Just then we entered an open area. The boatman “lost control” or so we assumed as the current continued to toss the boat. We started shouting. Everyone without exception cried and prayed. Our voice drowned that of the boatman who was asking us to stay still, but one of the girls grasped his hand tightly even as he tried to maneuver the boat.
Just then the canoe hit a tree and started rocking violently. My bag fell into the waters as I clinched tightly to my laptop. The canoe soon steadied as the annoyed boatman scolded us that we did not listen to his lectures before the journey.
I just couldn’t believe I had just escaped another mishap. The situation just reminded me of a similar incident in May 2008 at Brass during the rerun election of Chief Timipre Sylva. I, in company of the then politics editor of THISDAY, Deji Elumoye (now the chairman of the Nigeria Union of Journalists in Lagos), the then Bayelsa State Commissioner for Information and Strategy, Chief Nathan Egba and other top Bayelsa State government officials had just witnessed Governor Sylva vote and were on our way back to Yenagoa when our boatman took a wrong turn. Just then, another boat rammed into us, throwing the 10 of us into the river.
Everyone except Elumoye could swim. We came only to start looking for him. It was the personal assistant to the commissioner who jumped back into the waters to fish him out. Luckily the 10 of us escaped unhurt even as we lost our phones, shoes and other valuables.
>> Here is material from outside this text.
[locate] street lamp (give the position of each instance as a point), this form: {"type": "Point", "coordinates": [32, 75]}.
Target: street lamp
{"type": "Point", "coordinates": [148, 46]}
The situation was a bad experience that I do not want to relive again.
Yet, here I am once again in a near mishap.
After a time that seemed like eternity, we were out of the forest and on the road again, but this time by taxi. We journeyed to a point just beyond Bomadi junction after Ohoror town. We took another boat ride, this time less dangerous and along the road to a point near Ugheru community from where I took a bus to Ughelli and then to Warri.
I didn’t make the wedding. It was over by the time I got to Warri. Besides, I wouldn’t have gone anyway. My clothes were lost and more still, my nerves were strained.
An otherwise two hours journey had taken almost eight hours. I lost my clothes even though I saved my precious laptop. It wasn’t the best experience for an adventurist like me.
I didn’t have to be advised for the return journey as I took the Warri-Abraka-Agbor-Asaba-Owerri-Elele (Port Harcourt) – no less tortuous, but less harrowing.
I left Warri by 6am but got to Yenagoa by 11pm. When I got to Ahoada, I was told that the road was so bad that only tipper lorry could drive through.
With 20 others, each paying N2000.00 to stand on the back of the truck, we took a six hours journey to navigate the road to Mbiama town. This journey ordinarily takes less than 30 minutes.
As I entered our office in Yenagoa that night, I said to myself, “I will not leave this town again until the floods are over.” It certainly has not been the best experience for me.